Other results included: 

  • 6,031 arrests made for violent offences including robbery, GBH and murder
  • 1,142 knives and weapons seized 
  • 81 firearms recovered 
  • 1,256 warrants carried out 
  • £1.5m in cash from criminality confiscated 
  • 3,000 weapon sweeps carried out 

Much of their work on the streets is aimed at establishing whether to stop and search suspects. 

With Black Lives Matter and heightened awareness of the sensitivities of stop and search, the VSU approach has added to concerns among critics of the tactic. Some say that it is racist and doesn’t work.

Last year the mayor of London published early figures suggesting seven to eight per cent of stop and search incidents were due to the new VSUs. 

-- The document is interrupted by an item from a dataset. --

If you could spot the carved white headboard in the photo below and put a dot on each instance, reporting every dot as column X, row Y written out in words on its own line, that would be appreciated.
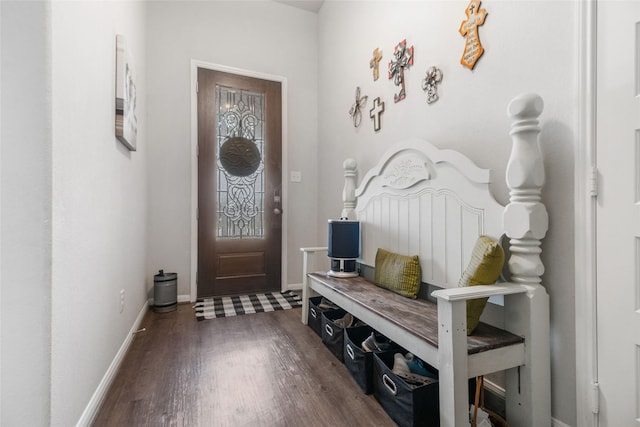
column 421, row 200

Stop and search often results in more black and ethnic minority suspects being apprehended than would be proportionate for the population. 

But Sgt Griggs said it was a vital tool as long as police adopted a friendly and casual manner towards suspects.

“It’s easier for them and they’re more forthcoming with information,” he said.

Sgt Griggs and his colleague PC Al Place searched three young black men on the basis that they were suspiciously parked in a back street with no obvious reason for being there. 

The officers felt justified in moving in when one of the men threw litter from a window. 

Nothing was found during the search but Sgt Greggs said he recognised one of the three as a member of a gang.

“They’re well known to us: robberies, drugs. I think the last time they were arrested was [for] possession of a sword,” he said.